My first thought when he told me this was that since people are inclined to the sin of envy, one might want to keep that kind of thing to oneself. Yet curating a unique vocation, serving God and God’s people by doing what he loves, is Jim’s example to lay and ordained practitioners alike. Describing himself as an itinerant religious engineer, he pioneered rock masses, among other liturgical innovations, and smiles as he describes Bishop F. Eric Bloy’s support of his venturesome plans for his May 1970 ordination at All Saints’ Beverly Hills.

One of his delightful stories from that time concerns a performance at St. John’s Cathedral (it was still a parish church), when his longtime friend and colleague the Very Rev. Gary Hall portrayed one of the carpenters who built the crucifixion cross. He and his coworker weren’t sure about the guilt or innocence of the condemned person it would bear. “They wondered ‘What if we go on strike?’” Jim said. Among his many other contemporaries and friends in our diocese are the Rev. Fred Fenton and the Rev. William Persell as well as the late Peter Haynes, with whom he played in the Campbell Hall band.

Canonically resident in Los Angeles, Jim now lives in the Diocese of Olympia, where his spouse, the Rev. Karen Haig, is rector of St. Barnabas Episcopal Church, Bainbridge Island, and he serves as an assisting priest. He’s in town this week visiting family and friends and attending the 36th annual All-California Sacred Harp Singing Convention in Altadena. It was a blessing and joy to have him stop by St. Paul’s Commons, Echo Park Thursday afternoon to tell me about his life and ministry. For several years I’ve followed his thoughtful posts, especially on Israel-Palestine, at https://jimfriedrich.com.

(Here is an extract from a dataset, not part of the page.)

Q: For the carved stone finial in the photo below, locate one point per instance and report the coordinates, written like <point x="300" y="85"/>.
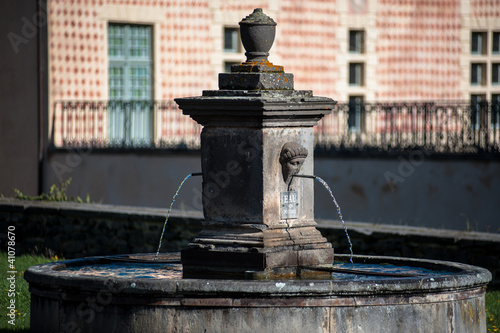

Right off the bat, since Sacred Harp singing comprised a gap in my musical education, Jim gave me a primer. He’s also a film historian who teaches a class on how Jesus is portrayed at the movies. His father, Minnesota-born the Rev. James K. Friedrich, produced Christian features and shorts, including “Day of Triumph” (1954), for his own company, Cathedral Films. Jim said his dad showed them in backyard house church meetings around Los Angeles during World War II, at one of which the elder Fr. Jim baptized his infant son.

Among younger Jim’s other LA stories is attending Bob Dylan’s legendary show at the Hollywood Bowl in September 1965, where Robbie Robertson and Levon Helm, later of the Band, and organist Al Kooper helped Dylan shatter the acoustic folk paradigm to bits. Learning this, yet another of Jim’s brushes with greatness, I was tempted to kiss his ring.